Simplemente, cuando vi que era hora de regresar a casa, cuando los invitados comenzaban a dejar la sala, me dirigí a la puerta, acompañada de un somnoliento Jacob que parecía estar lo suficientemente entonado como para percatarse de mi nerviosismo. Él se dirigió a buscar su chaqueta y yo me quedé haciendo tiempo, esperándolo cerca de la entrada. Alice, risueña y activa como si hubiesen sido las tres de la tarde, se acercó a mí.

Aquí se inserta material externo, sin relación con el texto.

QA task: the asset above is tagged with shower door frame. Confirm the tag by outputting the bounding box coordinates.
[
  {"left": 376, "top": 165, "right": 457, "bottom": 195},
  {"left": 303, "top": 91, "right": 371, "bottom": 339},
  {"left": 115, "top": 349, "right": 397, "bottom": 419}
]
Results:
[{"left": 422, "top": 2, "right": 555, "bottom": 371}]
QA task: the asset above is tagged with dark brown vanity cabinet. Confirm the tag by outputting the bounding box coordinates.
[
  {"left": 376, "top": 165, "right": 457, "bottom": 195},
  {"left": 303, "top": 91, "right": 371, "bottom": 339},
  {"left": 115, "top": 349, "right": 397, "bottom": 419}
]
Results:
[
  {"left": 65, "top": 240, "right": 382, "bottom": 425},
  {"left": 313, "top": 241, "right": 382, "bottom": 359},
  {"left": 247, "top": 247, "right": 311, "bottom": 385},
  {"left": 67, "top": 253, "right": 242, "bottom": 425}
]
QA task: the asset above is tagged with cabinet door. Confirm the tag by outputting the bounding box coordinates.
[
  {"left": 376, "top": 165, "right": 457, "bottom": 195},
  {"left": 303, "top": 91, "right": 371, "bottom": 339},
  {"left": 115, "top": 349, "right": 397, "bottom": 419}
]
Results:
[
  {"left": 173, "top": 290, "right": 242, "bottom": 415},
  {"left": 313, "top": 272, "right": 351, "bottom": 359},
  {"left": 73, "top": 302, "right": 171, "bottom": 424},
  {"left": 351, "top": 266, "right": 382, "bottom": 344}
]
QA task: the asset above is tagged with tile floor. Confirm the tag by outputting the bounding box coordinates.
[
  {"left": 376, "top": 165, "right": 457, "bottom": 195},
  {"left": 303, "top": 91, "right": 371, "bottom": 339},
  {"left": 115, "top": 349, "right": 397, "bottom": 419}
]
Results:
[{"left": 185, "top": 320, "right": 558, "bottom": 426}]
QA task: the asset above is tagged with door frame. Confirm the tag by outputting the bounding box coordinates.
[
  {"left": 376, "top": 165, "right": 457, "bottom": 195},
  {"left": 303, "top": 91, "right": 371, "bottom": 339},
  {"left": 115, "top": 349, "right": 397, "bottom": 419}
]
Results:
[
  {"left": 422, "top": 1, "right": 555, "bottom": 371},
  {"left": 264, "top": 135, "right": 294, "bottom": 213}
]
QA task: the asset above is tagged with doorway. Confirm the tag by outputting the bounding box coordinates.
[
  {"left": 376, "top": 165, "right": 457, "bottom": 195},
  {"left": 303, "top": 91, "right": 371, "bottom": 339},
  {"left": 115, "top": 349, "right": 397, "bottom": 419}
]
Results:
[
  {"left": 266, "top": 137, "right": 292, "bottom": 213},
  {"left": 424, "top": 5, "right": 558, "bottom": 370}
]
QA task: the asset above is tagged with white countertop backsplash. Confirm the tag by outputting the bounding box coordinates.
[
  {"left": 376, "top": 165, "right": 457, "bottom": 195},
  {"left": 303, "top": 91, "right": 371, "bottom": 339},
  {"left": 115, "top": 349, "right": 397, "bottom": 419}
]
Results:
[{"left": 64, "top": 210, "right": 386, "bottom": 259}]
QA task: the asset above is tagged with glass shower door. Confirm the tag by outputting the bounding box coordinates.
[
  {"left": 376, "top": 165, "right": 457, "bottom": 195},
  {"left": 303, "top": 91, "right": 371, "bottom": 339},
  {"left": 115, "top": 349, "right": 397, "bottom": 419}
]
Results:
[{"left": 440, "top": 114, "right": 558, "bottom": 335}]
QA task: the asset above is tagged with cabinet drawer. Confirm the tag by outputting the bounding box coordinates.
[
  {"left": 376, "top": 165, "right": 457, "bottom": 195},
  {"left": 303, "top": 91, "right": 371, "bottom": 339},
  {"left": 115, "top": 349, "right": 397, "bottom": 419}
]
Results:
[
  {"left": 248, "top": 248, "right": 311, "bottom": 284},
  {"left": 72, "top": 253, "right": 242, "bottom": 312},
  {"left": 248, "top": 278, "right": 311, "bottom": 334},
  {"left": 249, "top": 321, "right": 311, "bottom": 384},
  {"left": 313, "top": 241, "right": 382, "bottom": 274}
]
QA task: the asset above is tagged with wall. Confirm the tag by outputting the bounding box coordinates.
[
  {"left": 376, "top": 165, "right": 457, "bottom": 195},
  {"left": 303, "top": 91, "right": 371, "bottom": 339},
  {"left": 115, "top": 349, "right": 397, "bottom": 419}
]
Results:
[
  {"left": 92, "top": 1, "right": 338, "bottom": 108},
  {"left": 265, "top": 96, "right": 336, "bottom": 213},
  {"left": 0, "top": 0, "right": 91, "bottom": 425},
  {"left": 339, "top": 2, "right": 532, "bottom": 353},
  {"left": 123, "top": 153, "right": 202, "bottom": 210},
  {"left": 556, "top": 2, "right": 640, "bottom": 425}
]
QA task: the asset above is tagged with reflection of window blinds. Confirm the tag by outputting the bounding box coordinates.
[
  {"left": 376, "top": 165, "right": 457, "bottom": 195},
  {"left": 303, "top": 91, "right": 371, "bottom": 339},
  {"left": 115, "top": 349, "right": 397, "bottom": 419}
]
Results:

—La próxima vez que estés en el baño con mi primo, intenta no hacer tanto ruido —me pidió en un susurro, dejándome percibir claramente su tono pícaro—. Las paredes son delgadas.

Oh-mi-Dios.

¡Maldito Emmett!

No mentía si decía que estaba tan roja como un tomate, y la aparición de Edward en escena no ayudó para nada. Él, sin embargo, saludó tranquilamente a su prima, mientras yo me lo comía con los ojos y pensaba en todas esas cosas que hubiésemos podido seguir haciendo, de haber tenido tan sólo un poco más de tiempo o un lugar más cómodo. Cuando se acercó para saludarme, sus ojos verdes me observaron con un brillo pícaro, que sólo fui capaz de responder con una sonrisita irónica. Estrechó su mano con la mía y me sorprendí cuando esta fue abandonada por la calidez de su piel, quedando como único registro un pequeño papelito. Lo guardé en mi bolsillo, en un torpe y mal disimulado movimiento.

Alice me regaló un guiño antes de despedirse de mí.

Edward se fue con paso tranquilo y las manos en los bolsillos de su chaqueta de cuero. Ni siquiera esperó a su novia al salir y me sentí estúpida al contentarme con el hecho de que, posiblemente, aquella cabeza de zanahoria sería botada incluso antes de lo que creía.

Después de despedirme de Jacob, me fui a buscar mi camioneta, lista para volver a casa. Por primera vez, creía que la pequeña velada de Esme había sido todo un éxito.

Sólo esperaba volver a ver a Edward Masen en la próxima reunión familiar.

Y que hubiese algún baño cerca, por supuesto.